Consultor Jurídico

Metrô de SP terá de indenizar adolescente agredido por seguranças

20 de maio de 2022, 9h46

Por Camila Mazzotto

imprimir

Uma companhia responsável pela operação de rede metroviária tem o direito de vetar práticas que considera irregulares, como o ato de pedir dinheiro nos vagões e plataformas. Mas isso não pode ser usado como pretexto para permitir que seus agentes de segurança "excedam os limites do razoável" com quem desrespeita as regras — se isso acontecer, a empresa deverá ser responsabilizada.

Reprodução
Metrô de SP é condenado a indenizar adolescente agredido por seguranças Reprodução

Com esse entendimento, o juiz Vítor Gambassi Pereira, da 23ª Vara Cível de São Paulo, condenou na terça-feira (17) o Metrô paulista a indenizar um adolescente agredido por seguranças da empresa. A Companhia do Metropolitano terá de pagar R$ 70 mil ao jovem L.V., de 15 anos.

Em 8 de dezembro de 2019, L.V. estava distribuindo bilhetes com pedidos de ajuda a passageiros em um trem na Estação Tamanduateí, da Linha 2-Verde, quando foi abordado por um segurança. O adolescente foi arrastado para fora do vagão e imobilizado por dois agentes.

Segundo a defesa da vítima, o funcionário do Metrô encontrou na mochila do garoto um papel de seda para enrolar tabaco. L.V. tentou correr, "pois estava com medo", mas o segurança "o imobilizou novamente com uma chave de braço" e, depois, "com um mata-leão".

Em seguida, o adolescente foi encaminhado a uma sala reservada, longe das filmagens. As agressões foram presenciadas por um policial militar, que nada fez para socorrer o menino de 15 anos, mais magro e fraco do que os agentes, de acordo com o processo.

O Metrô contestou o feito e argumentou que a abordagem se deu pelo fato de que o adolescente pedia dinheiro no transporte público, prática proibida nas instalações. Defendeu que os agentes agiram de acordo com o manual de segurança, "tendo o autor tentado fugir e ameaçado os agentes, o que determinou a necessidade de imobilização". Também negou a existência de agressões.

Danos morais
Ao analisar o caso, o juiz destacou que é possível que a companhia estabeleça regras para utilização dos trens e permanência nos vagões e nas plataformas, sem que isso, por si só, configure ilegalidade ou abuso. 

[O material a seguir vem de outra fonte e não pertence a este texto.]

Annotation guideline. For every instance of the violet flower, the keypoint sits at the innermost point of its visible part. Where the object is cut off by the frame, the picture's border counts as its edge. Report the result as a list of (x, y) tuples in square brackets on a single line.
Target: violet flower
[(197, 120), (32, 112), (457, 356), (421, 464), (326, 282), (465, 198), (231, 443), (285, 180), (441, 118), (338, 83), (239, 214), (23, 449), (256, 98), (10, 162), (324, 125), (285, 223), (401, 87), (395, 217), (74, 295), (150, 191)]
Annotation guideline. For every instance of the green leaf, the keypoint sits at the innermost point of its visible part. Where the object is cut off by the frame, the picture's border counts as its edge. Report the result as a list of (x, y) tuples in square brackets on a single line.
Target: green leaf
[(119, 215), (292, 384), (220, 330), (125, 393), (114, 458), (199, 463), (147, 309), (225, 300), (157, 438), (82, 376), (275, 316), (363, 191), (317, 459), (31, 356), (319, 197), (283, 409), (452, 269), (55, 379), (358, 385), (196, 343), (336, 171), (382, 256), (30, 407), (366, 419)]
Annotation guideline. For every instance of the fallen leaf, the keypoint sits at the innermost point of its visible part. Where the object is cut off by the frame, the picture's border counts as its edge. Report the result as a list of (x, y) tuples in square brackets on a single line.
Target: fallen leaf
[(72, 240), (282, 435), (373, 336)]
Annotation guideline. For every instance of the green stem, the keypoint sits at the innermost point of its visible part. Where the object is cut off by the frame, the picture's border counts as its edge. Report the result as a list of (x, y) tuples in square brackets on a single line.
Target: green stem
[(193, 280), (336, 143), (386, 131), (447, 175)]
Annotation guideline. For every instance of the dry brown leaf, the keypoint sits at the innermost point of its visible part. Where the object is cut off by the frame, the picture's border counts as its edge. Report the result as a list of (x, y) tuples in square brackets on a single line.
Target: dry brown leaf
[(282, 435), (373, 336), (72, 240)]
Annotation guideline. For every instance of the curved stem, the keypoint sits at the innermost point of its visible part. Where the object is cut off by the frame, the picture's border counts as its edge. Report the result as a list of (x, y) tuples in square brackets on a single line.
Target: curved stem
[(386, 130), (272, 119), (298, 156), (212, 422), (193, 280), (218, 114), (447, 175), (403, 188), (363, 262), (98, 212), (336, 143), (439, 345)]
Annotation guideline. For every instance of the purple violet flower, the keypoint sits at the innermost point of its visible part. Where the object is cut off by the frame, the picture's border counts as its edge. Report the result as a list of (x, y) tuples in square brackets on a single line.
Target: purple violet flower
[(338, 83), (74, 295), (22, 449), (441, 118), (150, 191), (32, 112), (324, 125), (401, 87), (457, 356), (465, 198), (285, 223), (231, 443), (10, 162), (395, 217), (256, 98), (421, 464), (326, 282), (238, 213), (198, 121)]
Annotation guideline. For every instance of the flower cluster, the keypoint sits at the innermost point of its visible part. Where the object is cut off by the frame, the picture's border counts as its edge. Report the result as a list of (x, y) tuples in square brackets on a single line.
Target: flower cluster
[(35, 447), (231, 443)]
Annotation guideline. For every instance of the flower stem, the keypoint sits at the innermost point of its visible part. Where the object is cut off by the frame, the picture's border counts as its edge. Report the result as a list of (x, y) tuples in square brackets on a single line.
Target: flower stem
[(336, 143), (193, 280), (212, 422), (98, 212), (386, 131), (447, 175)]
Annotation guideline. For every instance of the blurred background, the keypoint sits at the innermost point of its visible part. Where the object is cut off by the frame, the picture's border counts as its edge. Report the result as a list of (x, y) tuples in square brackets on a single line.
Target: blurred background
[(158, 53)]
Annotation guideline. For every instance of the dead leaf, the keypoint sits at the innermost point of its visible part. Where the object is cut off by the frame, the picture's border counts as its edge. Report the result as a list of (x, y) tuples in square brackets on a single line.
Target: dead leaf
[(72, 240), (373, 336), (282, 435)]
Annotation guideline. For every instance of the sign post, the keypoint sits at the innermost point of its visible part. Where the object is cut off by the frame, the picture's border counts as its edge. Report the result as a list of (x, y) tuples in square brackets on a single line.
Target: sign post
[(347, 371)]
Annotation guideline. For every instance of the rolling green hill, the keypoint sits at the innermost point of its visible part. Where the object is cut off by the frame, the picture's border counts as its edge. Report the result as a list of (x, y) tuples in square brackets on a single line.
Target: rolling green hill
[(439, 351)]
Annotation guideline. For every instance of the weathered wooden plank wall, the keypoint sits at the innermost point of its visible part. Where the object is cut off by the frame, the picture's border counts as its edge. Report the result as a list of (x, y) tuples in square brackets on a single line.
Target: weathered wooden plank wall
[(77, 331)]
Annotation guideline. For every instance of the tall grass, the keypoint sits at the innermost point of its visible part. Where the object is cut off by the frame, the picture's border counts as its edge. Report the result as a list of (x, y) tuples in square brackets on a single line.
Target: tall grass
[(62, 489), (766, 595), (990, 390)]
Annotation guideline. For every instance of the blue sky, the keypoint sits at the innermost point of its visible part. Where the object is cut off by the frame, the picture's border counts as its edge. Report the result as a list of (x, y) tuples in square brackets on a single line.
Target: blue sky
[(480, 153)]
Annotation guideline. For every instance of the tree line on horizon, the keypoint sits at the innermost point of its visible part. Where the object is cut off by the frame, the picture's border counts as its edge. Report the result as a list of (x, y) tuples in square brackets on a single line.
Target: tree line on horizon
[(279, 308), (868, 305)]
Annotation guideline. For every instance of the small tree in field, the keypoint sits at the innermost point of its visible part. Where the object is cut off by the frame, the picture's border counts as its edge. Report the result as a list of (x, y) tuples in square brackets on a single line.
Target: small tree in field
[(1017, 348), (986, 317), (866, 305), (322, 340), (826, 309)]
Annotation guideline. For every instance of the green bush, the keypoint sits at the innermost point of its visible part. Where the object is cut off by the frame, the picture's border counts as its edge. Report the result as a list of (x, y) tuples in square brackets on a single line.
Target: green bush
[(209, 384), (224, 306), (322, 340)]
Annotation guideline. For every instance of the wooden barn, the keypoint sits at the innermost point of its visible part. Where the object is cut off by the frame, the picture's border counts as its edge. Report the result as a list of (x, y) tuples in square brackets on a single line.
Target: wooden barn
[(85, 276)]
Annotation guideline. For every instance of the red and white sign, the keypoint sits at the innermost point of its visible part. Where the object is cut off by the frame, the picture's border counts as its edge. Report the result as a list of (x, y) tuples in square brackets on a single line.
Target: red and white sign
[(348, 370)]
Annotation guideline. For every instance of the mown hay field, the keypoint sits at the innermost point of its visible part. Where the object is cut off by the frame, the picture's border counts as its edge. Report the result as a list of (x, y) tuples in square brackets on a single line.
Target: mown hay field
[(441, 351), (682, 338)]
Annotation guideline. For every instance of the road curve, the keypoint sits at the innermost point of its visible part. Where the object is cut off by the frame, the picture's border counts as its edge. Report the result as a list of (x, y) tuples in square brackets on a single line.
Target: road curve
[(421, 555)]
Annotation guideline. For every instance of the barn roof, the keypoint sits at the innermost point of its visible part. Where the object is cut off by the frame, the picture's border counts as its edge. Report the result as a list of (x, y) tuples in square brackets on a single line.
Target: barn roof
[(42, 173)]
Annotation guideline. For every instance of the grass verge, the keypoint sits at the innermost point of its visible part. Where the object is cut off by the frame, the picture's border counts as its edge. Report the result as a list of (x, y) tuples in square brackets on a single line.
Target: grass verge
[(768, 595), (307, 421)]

"Acontece que (a companhia) não pode, a pretexto de atuar legalmente e com o fim de coibir práticas irregulares, permitir que seus agentes excedam os limites do razoável quando enfrentam contenda que deveria ser conduzida de forma completamente diferente", disse o magistrado. "As imagens trazidas com a inicial, bem como aquelas juntadas com a contestação, bem comprovam que houve, sim, abuso".

O juiz destacou que os agentes optaram por "imobilização excessiva, com golpes que poderiam perfeitamente fraturar algum osso do autor, causando-lhe lesões corporais inaceitáveis", e que não há qualquer indício de que houve orientação e tentativa de evitar ao máximo o enfrentamento: "Ao contrário, o embate físico foi a primeira opção dos agentes".

O laudo de lesão corporal confirmou a existência de equimose e diversas escoriações no corpo de L.V., todas produzidas por agente contundente e compatível com a atuação dos seguranças, segundo o que consta nos autos. Nada de ilícito foi encontrado com o garoto.

"Houve não só a violação à saúde e à integridade física da parte autora, especificamente quanto às lesões corporais comprovadamente sofridas e relatadas no laudo pericial, mas também violação à integridade psíquica, decorrente do presumível desespero quando abordado o autor de forma excessiva e por mais de uma pessoa", afirmou o juiz.

O magistrado também reconheceu a existência de racismo estrutural na abordagem dos agentes. 

Para a advogada de L.V., Ana Paula Cristina Oliveira Freitas, "o reconhecimento do racismo estrutural é de grande importância, uma vez que o adolescente não foi a primeira e nem a última vítima de violência por parte dos seguranças do Metrô".

O juiz julgou proporcional o valor de R$ 70 mil de indenização por danos morais ao adolescente, com juros de mora de 1% ao mês desde a citação.